Sacro e profano si mescolavano nelle norme igieniche: l'abluzione, rito religioso garante di purezza, era obbligatoria per i sacerdoti, ma anche l'uomo comune si lavava più volte al giorno.
I capelli di uomini e donne, rigorosamente rasati, erano sostituiti da parrucche che seguivano la moda dell'epoca.
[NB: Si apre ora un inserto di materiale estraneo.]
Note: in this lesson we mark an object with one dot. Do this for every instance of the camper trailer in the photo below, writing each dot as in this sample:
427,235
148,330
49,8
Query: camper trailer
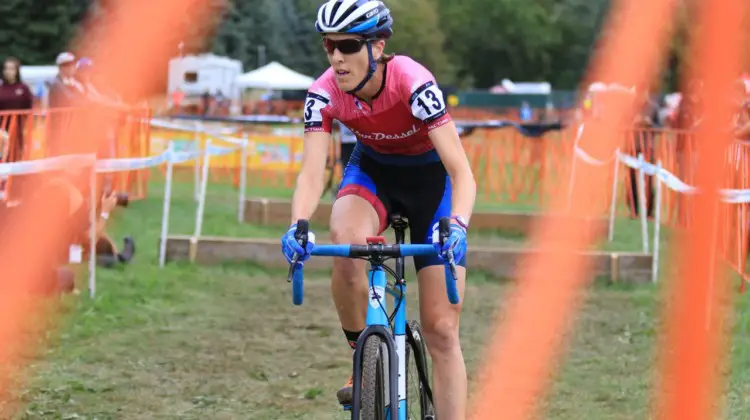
196,75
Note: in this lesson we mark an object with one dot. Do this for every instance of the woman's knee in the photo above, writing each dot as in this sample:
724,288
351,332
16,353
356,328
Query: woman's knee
441,334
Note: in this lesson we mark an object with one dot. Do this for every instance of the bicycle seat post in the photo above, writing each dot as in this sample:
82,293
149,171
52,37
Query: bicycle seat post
399,225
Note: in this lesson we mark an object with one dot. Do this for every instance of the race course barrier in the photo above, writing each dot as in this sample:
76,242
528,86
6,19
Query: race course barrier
169,157
734,244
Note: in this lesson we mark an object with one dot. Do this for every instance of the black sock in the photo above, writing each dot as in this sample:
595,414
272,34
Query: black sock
351,337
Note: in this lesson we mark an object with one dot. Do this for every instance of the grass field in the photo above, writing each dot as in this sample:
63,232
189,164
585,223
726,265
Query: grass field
225,342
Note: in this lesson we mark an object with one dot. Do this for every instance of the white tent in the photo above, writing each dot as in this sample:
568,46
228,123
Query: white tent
274,76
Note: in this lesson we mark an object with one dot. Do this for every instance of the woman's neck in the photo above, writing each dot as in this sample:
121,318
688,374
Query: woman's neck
372,87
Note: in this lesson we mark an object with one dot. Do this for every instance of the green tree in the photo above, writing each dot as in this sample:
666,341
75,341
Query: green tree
418,34
35,31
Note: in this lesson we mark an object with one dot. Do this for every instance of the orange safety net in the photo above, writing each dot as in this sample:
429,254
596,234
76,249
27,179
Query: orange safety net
139,41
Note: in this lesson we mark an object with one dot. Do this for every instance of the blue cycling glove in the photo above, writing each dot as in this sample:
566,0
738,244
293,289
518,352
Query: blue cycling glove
456,241
290,247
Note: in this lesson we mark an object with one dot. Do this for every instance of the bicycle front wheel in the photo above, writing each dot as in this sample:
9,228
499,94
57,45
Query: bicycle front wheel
418,391
374,374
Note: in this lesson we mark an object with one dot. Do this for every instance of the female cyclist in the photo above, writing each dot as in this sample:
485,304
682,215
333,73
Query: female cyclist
408,159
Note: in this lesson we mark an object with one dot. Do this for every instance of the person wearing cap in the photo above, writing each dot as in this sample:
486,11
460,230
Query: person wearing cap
65,89
64,92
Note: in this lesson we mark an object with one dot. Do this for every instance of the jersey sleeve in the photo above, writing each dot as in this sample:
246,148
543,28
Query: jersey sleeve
426,100
317,111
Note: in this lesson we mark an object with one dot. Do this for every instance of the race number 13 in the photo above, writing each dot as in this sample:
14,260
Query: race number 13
427,102
314,105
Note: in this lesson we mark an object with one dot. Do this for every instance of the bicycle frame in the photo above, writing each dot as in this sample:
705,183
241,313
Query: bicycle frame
377,320
377,323
395,342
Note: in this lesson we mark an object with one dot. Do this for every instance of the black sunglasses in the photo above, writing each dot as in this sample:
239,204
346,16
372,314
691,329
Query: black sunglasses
345,46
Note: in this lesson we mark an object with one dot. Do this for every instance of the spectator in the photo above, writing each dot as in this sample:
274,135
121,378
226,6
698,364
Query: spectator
14,96
526,113
64,92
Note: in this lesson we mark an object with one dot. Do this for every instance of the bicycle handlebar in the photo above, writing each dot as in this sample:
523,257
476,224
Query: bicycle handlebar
371,251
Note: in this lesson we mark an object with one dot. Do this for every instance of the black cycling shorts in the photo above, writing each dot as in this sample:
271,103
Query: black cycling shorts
420,193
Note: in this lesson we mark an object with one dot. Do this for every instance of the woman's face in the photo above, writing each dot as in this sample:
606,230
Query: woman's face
347,54
10,71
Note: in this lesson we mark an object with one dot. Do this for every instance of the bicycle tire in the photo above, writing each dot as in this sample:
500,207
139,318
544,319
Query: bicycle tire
374,367
416,349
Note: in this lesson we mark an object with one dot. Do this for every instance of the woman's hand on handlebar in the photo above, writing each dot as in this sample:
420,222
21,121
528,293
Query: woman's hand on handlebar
298,242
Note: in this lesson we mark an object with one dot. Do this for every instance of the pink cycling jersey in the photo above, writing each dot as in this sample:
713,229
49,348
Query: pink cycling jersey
406,109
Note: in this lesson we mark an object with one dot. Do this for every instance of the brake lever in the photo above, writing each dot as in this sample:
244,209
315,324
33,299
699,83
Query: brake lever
301,237
452,264
292,266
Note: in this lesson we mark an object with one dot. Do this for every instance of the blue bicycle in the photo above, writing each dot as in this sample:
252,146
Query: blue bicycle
389,342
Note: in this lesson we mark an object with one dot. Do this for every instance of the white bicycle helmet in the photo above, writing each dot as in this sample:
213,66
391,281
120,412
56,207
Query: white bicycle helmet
368,18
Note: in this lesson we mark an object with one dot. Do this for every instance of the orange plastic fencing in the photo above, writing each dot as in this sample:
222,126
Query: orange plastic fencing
38,134
523,350
133,48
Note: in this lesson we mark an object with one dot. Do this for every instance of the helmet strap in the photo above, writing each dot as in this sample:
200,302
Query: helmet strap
370,71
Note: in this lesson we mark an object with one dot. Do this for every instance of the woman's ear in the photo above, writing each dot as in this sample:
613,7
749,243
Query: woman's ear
377,49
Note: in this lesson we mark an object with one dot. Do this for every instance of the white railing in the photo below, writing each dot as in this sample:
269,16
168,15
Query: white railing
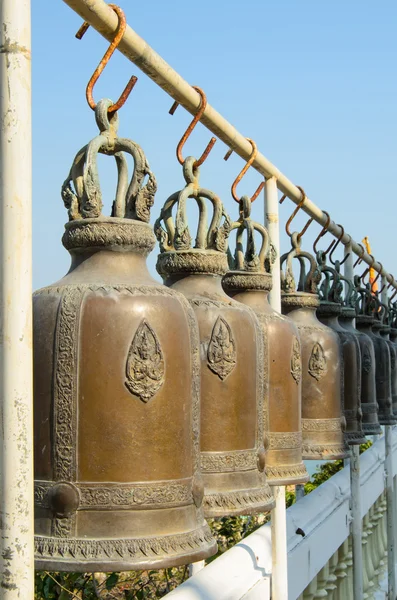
319,544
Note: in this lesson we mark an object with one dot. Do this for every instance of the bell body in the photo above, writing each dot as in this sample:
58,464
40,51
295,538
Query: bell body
116,382
369,408
323,423
232,414
382,369
328,313
385,334
283,373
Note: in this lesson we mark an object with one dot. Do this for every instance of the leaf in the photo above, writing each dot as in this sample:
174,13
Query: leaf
112,581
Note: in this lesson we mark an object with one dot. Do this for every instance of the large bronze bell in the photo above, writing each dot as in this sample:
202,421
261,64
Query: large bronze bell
347,319
369,322
249,283
328,312
116,388
323,423
233,457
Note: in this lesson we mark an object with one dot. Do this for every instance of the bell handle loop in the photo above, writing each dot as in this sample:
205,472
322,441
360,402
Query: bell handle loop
243,171
322,233
189,130
165,235
338,262
106,57
92,197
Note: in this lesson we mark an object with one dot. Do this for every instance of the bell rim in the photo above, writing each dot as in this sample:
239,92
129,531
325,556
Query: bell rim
201,536
110,233
300,300
194,261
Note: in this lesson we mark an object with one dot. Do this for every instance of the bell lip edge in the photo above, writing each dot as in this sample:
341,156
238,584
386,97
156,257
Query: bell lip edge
298,480
209,550
248,510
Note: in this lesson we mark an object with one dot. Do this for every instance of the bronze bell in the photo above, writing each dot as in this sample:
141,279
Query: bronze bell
347,319
249,283
328,312
385,334
369,322
116,388
232,453
323,423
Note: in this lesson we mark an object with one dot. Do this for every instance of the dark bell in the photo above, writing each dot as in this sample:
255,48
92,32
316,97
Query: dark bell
117,408
232,355
369,322
329,312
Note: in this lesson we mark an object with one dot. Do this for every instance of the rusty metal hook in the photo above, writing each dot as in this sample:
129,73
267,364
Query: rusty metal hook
243,172
299,206
360,258
186,135
97,73
377,277
367,270
336,245
322,233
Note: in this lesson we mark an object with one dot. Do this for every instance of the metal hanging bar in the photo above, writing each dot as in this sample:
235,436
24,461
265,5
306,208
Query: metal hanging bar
16,378
103,18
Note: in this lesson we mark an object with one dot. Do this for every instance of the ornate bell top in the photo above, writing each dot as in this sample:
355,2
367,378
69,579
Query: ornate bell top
178,255
249,270
305,294
331,288
128,226
365,303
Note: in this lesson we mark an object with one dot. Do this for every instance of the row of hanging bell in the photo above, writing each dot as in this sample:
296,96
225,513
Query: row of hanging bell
151,401
377,360
323,421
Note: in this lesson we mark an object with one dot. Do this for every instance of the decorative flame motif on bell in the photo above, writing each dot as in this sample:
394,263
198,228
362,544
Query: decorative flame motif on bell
328,312
116,390
145,363
369,322
232,420
323,422
249,282
221,349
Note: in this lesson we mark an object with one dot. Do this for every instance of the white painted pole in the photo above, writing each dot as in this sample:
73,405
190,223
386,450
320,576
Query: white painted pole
16,406
390,499
278,515
355,490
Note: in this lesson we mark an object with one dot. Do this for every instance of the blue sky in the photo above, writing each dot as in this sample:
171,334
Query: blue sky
313,83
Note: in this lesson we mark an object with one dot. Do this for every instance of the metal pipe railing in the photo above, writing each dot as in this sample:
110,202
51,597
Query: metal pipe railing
100,16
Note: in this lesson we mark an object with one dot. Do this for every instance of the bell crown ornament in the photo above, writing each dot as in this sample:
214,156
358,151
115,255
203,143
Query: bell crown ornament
180,252
249,280
232,396
117,407
323,422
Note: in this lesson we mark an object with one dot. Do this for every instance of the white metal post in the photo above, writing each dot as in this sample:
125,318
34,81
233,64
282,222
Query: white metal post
16,406
278,515
355,491
390,499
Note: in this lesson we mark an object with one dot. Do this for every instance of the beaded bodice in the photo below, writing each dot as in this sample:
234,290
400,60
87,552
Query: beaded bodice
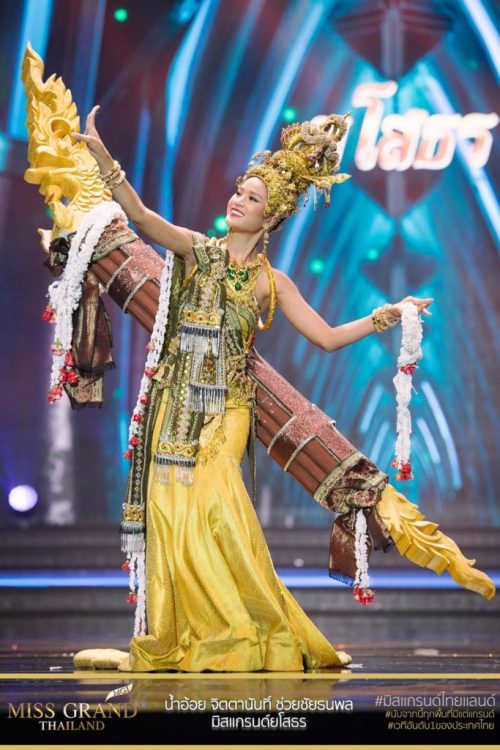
242,314
240,321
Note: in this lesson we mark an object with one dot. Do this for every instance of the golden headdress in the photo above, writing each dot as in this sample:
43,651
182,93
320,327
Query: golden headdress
309,157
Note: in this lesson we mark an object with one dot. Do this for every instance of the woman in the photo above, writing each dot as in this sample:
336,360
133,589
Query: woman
213,599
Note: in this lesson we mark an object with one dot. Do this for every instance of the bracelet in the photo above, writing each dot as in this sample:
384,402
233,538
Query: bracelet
381,320
111,172
114,176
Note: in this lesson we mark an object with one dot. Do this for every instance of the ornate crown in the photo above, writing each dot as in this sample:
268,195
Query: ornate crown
309,157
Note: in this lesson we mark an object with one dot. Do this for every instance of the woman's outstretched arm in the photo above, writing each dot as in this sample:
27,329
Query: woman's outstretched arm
311,325
177,239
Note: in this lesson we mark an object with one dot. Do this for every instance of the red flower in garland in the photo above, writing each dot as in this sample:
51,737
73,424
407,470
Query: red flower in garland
73,377
363,596
55,394
404,473
49,314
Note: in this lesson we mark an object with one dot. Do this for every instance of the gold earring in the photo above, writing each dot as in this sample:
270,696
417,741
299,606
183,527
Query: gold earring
265,239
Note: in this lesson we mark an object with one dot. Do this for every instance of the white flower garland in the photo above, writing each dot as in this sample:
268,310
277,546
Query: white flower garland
362,592
136,562
154,348
410,354
64,295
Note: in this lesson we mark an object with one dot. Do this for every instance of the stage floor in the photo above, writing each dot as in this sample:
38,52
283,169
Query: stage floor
388,691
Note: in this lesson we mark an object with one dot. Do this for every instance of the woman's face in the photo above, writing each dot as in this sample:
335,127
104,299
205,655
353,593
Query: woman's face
245,208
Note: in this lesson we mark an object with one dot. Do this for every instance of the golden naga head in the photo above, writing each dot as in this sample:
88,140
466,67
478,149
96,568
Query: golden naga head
66,171
309,157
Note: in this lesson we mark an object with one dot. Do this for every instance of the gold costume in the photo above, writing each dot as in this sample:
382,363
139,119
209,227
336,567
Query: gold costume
213,598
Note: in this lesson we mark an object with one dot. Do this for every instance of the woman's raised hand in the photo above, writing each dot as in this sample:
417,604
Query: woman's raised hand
93,140
421,303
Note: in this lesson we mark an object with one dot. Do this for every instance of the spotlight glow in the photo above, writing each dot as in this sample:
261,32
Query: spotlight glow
121,14
289,114
316,265
23,498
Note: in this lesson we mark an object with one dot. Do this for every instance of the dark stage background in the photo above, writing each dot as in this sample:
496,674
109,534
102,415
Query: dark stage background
188,92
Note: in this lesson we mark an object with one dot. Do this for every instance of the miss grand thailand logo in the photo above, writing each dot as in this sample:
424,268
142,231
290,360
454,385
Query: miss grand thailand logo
74,716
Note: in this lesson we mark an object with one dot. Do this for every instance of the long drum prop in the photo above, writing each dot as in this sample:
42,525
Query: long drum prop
301,438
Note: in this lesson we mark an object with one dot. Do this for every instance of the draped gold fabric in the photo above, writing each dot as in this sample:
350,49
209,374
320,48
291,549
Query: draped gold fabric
213,598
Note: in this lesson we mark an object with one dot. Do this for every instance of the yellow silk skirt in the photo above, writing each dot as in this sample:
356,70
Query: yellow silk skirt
213,598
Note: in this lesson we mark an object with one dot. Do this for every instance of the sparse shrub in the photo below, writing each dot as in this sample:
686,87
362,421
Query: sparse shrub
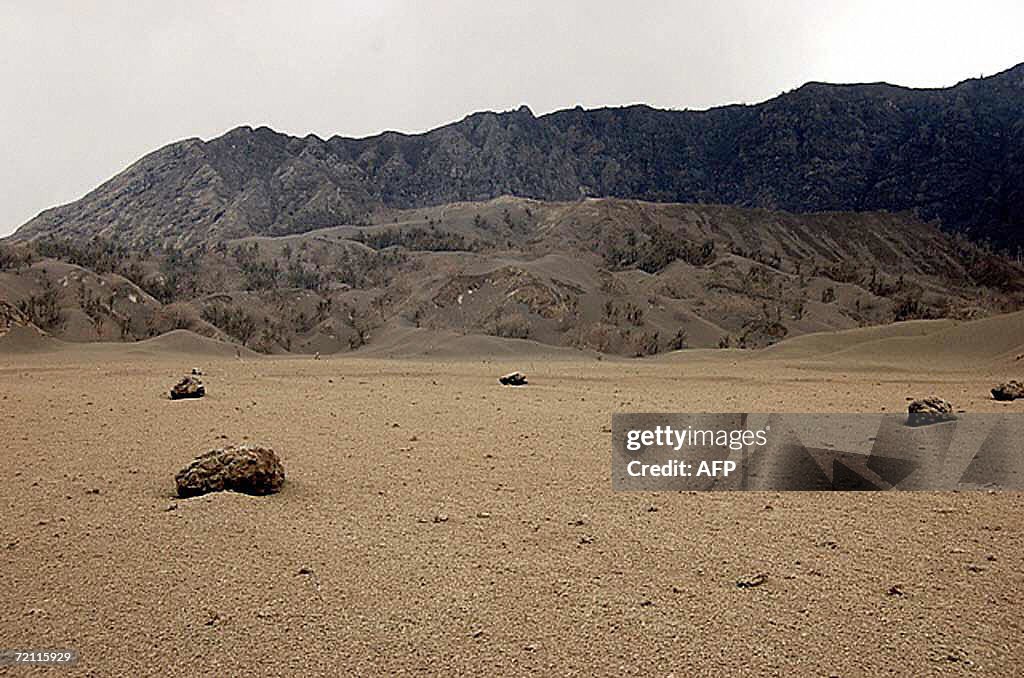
43,308
233,321
678,341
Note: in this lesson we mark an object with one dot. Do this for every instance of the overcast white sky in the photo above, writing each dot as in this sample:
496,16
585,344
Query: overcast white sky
88,86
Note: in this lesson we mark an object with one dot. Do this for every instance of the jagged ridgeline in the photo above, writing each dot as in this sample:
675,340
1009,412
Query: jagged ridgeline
840,206
620,277
955,155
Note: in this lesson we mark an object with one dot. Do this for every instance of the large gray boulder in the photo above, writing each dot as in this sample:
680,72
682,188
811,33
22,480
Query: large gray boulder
250,469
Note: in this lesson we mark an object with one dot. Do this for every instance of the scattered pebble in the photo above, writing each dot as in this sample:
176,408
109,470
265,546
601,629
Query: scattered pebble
751,581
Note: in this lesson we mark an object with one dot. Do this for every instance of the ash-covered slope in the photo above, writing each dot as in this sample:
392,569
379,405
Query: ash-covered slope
617,277
955,155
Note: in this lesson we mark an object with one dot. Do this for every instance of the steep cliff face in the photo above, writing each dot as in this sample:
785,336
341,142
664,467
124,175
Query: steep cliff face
955,155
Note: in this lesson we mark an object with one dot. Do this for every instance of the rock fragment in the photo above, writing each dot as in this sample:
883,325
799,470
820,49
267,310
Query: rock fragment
930,410
189,386
513,379
1011,390
249,469
751,581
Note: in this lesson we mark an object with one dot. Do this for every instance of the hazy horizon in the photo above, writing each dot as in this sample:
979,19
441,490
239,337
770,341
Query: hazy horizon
89,90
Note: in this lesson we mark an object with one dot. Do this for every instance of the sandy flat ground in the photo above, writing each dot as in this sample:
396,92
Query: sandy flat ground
539,567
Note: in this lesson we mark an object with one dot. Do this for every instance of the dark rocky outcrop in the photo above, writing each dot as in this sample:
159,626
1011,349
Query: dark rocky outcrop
1011,390
248,469
189,386
930,410
513,379
951,154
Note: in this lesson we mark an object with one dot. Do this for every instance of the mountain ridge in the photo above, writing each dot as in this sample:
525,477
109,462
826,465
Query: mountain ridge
955,155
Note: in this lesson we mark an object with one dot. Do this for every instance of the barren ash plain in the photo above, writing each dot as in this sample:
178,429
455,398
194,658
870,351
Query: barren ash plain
433,521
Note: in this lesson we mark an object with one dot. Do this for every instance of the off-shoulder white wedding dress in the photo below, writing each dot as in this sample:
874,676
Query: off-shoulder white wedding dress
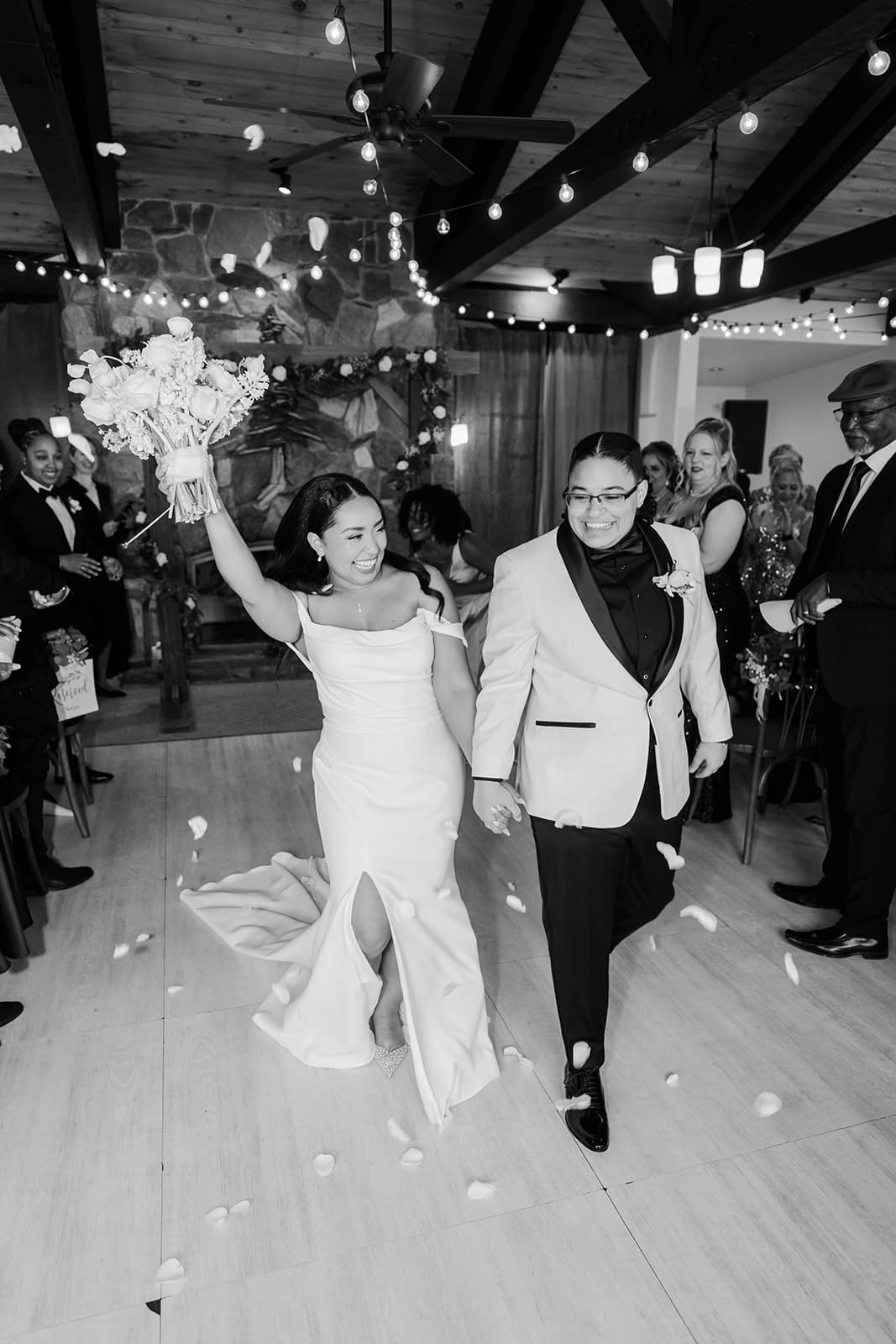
389,785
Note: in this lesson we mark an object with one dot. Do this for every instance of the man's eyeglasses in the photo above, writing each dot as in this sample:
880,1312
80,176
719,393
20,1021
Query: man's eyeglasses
846,413
580,499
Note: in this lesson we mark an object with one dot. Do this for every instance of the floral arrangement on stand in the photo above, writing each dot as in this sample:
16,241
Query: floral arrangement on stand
768,664
348,374
170,401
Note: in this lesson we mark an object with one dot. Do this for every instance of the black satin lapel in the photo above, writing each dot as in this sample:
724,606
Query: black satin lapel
590,596
664,562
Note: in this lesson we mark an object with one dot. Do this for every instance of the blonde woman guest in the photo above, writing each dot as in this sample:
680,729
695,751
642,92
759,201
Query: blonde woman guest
712,506
663,470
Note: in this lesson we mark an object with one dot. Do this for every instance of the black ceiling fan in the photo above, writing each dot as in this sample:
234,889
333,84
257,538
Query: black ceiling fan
401,113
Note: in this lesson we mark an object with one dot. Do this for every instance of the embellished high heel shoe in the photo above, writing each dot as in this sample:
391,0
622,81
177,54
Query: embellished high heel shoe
389,1059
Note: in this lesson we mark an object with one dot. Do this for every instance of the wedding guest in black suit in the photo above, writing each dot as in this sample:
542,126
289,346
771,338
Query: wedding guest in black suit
27,707
90,501
851,555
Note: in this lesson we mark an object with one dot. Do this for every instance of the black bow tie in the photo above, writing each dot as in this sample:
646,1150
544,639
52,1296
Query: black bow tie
631,544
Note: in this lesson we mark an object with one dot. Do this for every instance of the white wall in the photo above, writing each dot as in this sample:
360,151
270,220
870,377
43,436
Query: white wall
801,414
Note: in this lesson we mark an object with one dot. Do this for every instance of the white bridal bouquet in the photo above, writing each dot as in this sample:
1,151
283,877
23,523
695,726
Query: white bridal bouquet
170,401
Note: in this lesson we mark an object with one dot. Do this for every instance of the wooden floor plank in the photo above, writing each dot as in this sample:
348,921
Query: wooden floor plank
792,1245
81,1189
567,1270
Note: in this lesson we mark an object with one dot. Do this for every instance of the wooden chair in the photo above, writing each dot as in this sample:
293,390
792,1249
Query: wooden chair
15,843
793,748
69,739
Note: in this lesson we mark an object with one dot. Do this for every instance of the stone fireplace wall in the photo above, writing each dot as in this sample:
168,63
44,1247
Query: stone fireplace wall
172,250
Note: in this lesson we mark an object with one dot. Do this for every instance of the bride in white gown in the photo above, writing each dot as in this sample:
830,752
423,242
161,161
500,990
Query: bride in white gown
380,925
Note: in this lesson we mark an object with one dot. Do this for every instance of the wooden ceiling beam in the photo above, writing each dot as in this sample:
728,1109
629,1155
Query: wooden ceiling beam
836,138
520,45
35,67
590,309
647,26
752,51
805,268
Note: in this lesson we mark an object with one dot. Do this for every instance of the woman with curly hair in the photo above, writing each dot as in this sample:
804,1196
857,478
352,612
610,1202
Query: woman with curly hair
441,534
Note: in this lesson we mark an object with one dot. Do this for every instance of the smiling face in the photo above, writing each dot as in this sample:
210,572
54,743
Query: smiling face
42,460
602,524
703,463
786,488
658,472
354,543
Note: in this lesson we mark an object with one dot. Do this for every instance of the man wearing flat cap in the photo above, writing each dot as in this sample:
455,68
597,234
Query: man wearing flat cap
851,555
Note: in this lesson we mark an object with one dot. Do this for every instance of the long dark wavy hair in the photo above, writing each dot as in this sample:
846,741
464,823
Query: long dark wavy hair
439,507
296,564
617,448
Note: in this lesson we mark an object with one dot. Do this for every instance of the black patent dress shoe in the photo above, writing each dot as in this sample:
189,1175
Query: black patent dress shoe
8,1012
817,897
590,1126
837,942
58,878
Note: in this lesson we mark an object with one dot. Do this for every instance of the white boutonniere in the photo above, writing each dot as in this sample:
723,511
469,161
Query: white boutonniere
676,582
La pelle veniva resa lucida e uniforme spalmandovi un unguento giallo ocra e un leggero tratto tratto di blu si usava per evidenziare le vene delle tempie e del collo. Liscia e glabra, la pelle era simbolo di purezza per i sacerdoti, ma anche una componente erotica importante per le donne che, oltre a pinzette e rasoi, avevano a disposizione ricette per cerette depilatorie e prodotti lievemente abrasivi a effetto peeling.